Faltou honestidade na educação de muita gente
Isabel Clemente - Revista Época - 23/11/2014 - Rio de Janeiro, RJ
Esse conceito essencial deveria constar do manual básico sobre criação de filhos
Criar filhos felizes é a meta de todos. Queremos entregar ao mundo pessoas bem resolvidas e capazes de correr atrás dos próprios sonhos. Para obter sucesso, temos à nossa disposição informações sobre o que funciona e não funciona. Mas criança é uma folha em branco e sempre será. Ela aprende o tempo todo por palavras, gestos e omissões - esse misterioso tripé do exemplo.
Então, me pergunto quais foram os exemplos cruciais na formação das ex-crianças que estão aí mostrando como a prática da corrupção ficou entranhada na engrenagem de um país.
Eu me pergunto onde foi que erraram os pais dessas ex-crianças que prometeram devolver os milhões de dólares roubados quando ninguém estava olhando. Eu me pergunto de onde vem a falha de caráter desses que desviam, mentem, fraudam e acumulam pelo vício de ter cada vez mais. O que eles aprenderam em casa sobre honestidade, conceito que deveria vir `de berço`, se berço não for expressão em desuso? Não me refiro a origem supostamente nobre ou humilde de uma pessoa, mas da casa de onde ela saiu. É na casa, em família, que conversas íntimas prosperam e lições elementares são passadas e repassadas diariamente.

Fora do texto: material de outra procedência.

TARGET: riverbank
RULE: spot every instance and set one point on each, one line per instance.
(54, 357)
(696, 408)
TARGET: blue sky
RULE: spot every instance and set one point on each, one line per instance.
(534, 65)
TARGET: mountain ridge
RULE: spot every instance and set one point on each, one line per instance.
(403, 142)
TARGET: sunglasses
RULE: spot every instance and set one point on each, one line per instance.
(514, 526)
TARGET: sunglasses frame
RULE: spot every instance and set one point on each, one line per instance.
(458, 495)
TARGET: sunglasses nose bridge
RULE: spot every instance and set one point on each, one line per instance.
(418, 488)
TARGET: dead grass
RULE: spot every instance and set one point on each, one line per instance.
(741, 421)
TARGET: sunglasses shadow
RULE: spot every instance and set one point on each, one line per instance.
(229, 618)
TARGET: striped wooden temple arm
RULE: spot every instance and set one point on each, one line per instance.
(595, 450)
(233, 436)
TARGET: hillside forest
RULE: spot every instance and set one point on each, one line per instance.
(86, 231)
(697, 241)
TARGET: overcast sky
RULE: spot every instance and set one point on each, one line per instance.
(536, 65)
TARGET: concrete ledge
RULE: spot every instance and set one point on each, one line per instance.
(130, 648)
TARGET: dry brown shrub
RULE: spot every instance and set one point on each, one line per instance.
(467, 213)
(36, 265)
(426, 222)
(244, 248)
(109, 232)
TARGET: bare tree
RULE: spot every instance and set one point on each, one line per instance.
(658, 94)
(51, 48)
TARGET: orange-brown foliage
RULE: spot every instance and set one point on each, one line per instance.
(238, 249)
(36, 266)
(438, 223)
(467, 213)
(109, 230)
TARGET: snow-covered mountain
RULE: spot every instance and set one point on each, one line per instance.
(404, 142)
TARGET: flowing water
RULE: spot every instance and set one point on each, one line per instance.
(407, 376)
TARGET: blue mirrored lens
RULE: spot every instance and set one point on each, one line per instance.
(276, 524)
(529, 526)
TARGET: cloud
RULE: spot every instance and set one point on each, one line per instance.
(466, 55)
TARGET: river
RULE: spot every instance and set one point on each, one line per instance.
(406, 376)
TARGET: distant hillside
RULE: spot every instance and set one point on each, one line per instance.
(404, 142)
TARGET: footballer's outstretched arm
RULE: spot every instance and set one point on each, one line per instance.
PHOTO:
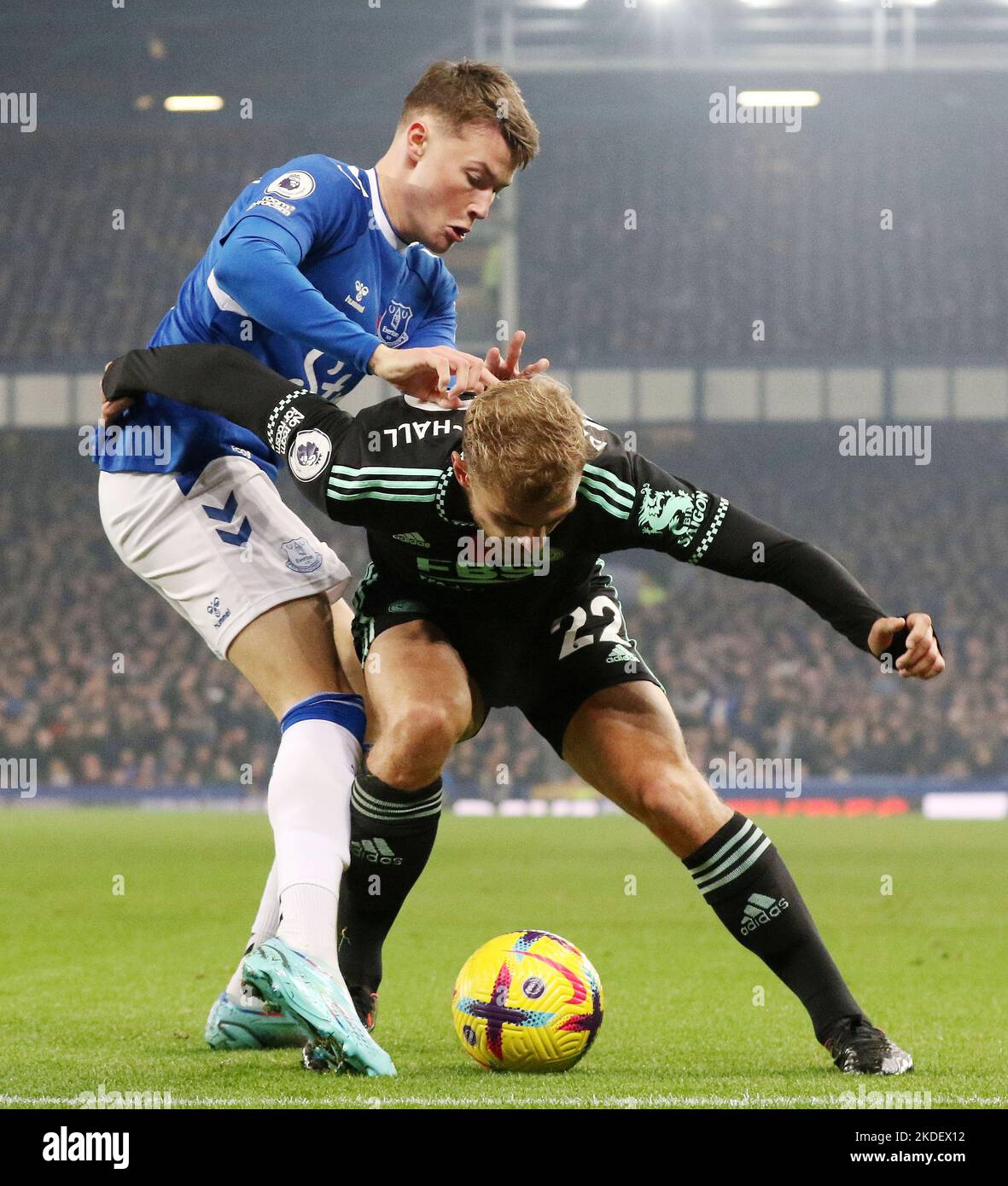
(672, 515)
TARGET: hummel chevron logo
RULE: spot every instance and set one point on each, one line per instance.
(225, 514)
(760, 910)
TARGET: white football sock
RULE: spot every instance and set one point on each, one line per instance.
(308, 921)
(264, 927)
(310, 811)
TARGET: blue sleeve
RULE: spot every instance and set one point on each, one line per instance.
(439, 328)
(313, 198)
(258, 267)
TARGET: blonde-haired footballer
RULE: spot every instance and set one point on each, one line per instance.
(448, 619)
(325, 272)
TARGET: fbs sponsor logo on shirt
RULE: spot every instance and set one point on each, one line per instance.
(310, 453)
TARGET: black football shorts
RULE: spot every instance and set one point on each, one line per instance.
(547, 666)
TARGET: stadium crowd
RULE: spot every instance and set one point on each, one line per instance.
(667, 254)
(103, 683)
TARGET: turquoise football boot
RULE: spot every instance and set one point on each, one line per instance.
(231, 1026)
(316, 997)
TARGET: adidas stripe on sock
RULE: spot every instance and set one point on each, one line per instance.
(392, 834)
(745, 881)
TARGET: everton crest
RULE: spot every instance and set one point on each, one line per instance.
(393, 323)
(300, 556)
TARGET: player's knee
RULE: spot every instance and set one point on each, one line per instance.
(422, 735)
(667, 791)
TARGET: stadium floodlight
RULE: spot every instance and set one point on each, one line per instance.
(778, 99)
(194, 103)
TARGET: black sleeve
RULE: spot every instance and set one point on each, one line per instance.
(672, 515)
(294, 422)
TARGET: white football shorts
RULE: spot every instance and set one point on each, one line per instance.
(224, 553)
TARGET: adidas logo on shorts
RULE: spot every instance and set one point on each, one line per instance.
(759, 910)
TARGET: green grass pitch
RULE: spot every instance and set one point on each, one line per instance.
(104, 988)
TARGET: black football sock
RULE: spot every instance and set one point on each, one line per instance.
(392, 834)
(743, 879)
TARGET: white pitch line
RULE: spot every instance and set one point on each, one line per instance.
(752, 1102)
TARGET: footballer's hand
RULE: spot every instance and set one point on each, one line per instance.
(922, 659)
(113, 406)
(423, 373)
(511, 365)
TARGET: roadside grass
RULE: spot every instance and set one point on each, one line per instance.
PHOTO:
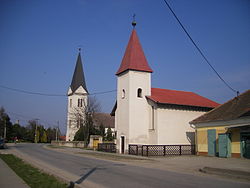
(53, 146)
(111, 156)
(32, 176)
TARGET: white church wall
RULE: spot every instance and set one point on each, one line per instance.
(153, 128)
(138, 108)
(122, 112)
(132, 120)
(173, 126)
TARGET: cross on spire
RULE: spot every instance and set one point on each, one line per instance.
(134, 22)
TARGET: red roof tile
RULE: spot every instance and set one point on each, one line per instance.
(134, 58)
(167, 96)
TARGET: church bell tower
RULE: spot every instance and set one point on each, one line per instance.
(77, 100)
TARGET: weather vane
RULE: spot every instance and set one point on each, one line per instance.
(134, 22)
(79, 48)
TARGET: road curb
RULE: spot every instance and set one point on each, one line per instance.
(227, 173)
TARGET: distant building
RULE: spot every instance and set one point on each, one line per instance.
(225, 131)
(146, 115)
(105, 120)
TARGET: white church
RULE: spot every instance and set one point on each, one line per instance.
(153, 116)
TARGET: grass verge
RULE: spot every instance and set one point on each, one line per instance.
(32, 176)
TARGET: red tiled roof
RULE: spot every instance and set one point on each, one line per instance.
(167, 96)
(134, 58)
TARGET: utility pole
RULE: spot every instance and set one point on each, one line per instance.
(4, 136)
(36, 120)
(57, 130)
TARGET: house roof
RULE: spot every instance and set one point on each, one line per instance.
(167, 96)
(233, 109)
(105, 119)
(134, 58)
(78, 77)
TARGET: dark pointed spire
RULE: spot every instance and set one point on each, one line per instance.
(133, 22)
(78, 77)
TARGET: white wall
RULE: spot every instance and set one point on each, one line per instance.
(132, 114)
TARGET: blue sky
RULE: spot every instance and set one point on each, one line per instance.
(39, 41)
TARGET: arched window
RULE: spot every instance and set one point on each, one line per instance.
(139, 93)
(70, 103)
(123, 94)
(79, 103)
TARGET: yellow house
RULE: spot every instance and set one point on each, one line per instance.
(225, 130)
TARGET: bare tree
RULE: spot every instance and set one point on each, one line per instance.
(82, 117)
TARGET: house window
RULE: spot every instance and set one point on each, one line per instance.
(70, 103)
(78, 123)
(123, 94)
(79, 103)
(139, 93)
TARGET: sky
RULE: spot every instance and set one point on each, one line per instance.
(39, 41)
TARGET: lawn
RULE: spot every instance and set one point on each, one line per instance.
(32, 176)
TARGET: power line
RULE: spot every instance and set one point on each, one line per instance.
(199, 50)
(47, 94)
(32, 93)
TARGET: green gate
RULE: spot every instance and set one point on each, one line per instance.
(211, 142)
(224, 145)
(245, 145)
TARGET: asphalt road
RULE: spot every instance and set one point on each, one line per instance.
(115, 174)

A gente ensina nossos filhos a se importarem com os outros quando limpamos a tábua da privada no banheiro público, depois de segurá-los no alto para fazer xixi. A gente ajuda nossos filhos a desenvolverem noção de coletividade quando explicamos que eles não podem pegar doces demais da mesa do aniversário - além de passar mal, vão deixar menos para outras crianças. Há uma incrível oportunidade de conversar sobre ética quando não deixamos eles furarem filas e os obrigamos a procurar o dono do `brinquedo sem dono`. Contribuímos com a formação de uma pessoa honesta ao dizer para ela, ainda pequena, que é errado se apropriar daquilo que não lhe pertence, qualquer que seja o valor. O senso de Justiça é plantado na cabecinha de uma criança quando mostramos a ela a importância de não monopolizar o balanço no parque quando há outras crianças esperando a vez. E mais: que não adianta fingir que não viu. Eis aí um tema sobre o qual você não irá errar se for rígido demais. Ensinar honestidade deveria constar do mais básico dos manuais sobre educação de filhos.

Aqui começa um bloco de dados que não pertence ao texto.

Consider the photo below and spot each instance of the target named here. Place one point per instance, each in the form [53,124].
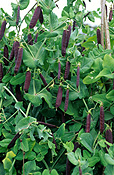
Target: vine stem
[26,15]
[29,49]
[34,82]
[10,117]
[107,35]
[28,108]
[58,159]
[47,86]
[85,104]
[14,99]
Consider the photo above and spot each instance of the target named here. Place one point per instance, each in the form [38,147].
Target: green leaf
[93,160]
[60,132]
[102,157]
[47,5]
[88,44]
[110,95]
[24,145]
[101,97]
[7,163]
[6,78]
[69,146]
[85,64]
[19,105]
[53,21]
[47,97]
[72,158]
[29,166]
[108,159]
[2,171]
[39,157]
[54,172]
[87,141]
[28,60]
[24,123]
[69,110]
[5,142]
[108,62]
[10,155]
[91,78]
[109,170]
[34,99]
[18,79]
[23,4]
[105,73]
[91,17]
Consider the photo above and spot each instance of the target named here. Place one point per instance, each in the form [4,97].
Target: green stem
[14,99]
[10,93]
[10,117]
[26,15]
[58,158]
[46,86]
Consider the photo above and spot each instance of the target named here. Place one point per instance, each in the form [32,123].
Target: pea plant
[56,89]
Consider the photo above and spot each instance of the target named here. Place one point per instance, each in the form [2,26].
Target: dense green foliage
[39,135]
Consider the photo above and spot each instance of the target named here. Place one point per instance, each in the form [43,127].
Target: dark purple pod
[1,72]
[27,81]
[44,81]
[30,39]
[66,100]
[88,122]
[36,38]
[64,41]
[101,119]
[84,4]
[78,76]
[109,136]
[59,70]
[6,55]
[18,15]
[54,141]
[18,93]
[41,19]
[12,143]
[59,97]
[19,60]
[98,36]
[67,70]
[74,24]
[16,48]
[68,35]
[68,167]
[3,27]
[35,17]
[110,15]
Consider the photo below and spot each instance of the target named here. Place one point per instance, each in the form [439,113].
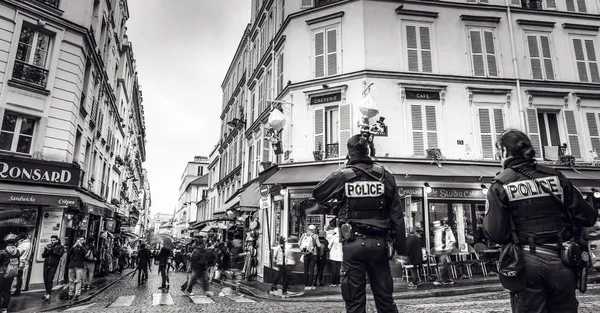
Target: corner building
[63,134]
[448,77]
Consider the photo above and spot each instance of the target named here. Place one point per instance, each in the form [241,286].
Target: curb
[88,297]
[428,293]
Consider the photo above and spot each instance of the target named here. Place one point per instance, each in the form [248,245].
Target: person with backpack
[322,258]
[52,254]
[309,243]
[89,264]
[9,269]
[76,267]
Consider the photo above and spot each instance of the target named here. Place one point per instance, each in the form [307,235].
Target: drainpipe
[513,52]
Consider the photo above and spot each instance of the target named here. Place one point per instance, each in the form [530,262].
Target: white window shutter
[592,61]
[431,123]
[534,57]
[319,123]
[477,53]
[572,134]
[485,129]
[417,129]
[490,51]
[594,128]
[425,44]
[319,54]
[345,127]
[332,52]
[580,59]
[412,48]
[547,57]
[534,131]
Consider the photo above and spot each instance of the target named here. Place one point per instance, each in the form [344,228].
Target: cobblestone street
[126,296]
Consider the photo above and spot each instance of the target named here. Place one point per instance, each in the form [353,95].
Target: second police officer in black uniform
[370,211]
[541,224]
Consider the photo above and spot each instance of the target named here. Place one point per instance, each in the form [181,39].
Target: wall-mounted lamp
[427,188]
[484,189]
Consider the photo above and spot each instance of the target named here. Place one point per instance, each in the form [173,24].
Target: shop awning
[94,206]
[38,195]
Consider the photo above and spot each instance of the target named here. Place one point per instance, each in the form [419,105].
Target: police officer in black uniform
[370,211]
[541,223]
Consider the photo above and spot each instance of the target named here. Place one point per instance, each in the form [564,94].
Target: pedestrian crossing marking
[162,299]
[241,299]
[201,299]
[81,307]
[122,301]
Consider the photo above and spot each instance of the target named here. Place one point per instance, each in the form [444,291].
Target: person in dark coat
[52,254]
[143,262]
[414,253]
[76,266]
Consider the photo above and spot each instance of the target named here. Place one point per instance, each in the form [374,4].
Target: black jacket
[333,188]
[52,254]
[496,224]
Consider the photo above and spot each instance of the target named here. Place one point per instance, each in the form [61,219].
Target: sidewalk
[333,294]
[31,301]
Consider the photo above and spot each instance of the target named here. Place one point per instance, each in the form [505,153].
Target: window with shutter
[534,131]
[418,46]
[585,59]
[326,52]
[572,134]
[593,121]
[483,53]
[424,128]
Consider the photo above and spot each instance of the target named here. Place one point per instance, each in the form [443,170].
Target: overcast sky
[183,49]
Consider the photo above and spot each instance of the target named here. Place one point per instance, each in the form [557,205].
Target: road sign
[264,191]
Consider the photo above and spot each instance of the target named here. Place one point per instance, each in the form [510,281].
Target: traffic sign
[264,191]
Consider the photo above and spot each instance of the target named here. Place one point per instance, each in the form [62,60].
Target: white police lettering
[364,189]
[528,189]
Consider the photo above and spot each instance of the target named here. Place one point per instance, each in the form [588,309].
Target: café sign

Nada impede que uma pessoa aprenda, sozinha, a lição esquecida em casa. Alicerces frouxos são milagrosamente trocados por bases sólidas quando o tempo, esse sábio professor, ministra suas aulas. Tudo é possível. Honestidade não é diferenciar o certo do errado, ideias que podem mudar de lugar diante das armadilhas que a vida nos apresenta. Honestidade é uma virtude que se exercita com o outro. Ela vive nos detalhes da vida em comunidade e sobrevive até quando fazemos escolhas erradas para nós mesmos. Por isso, seja honesto, meu filho.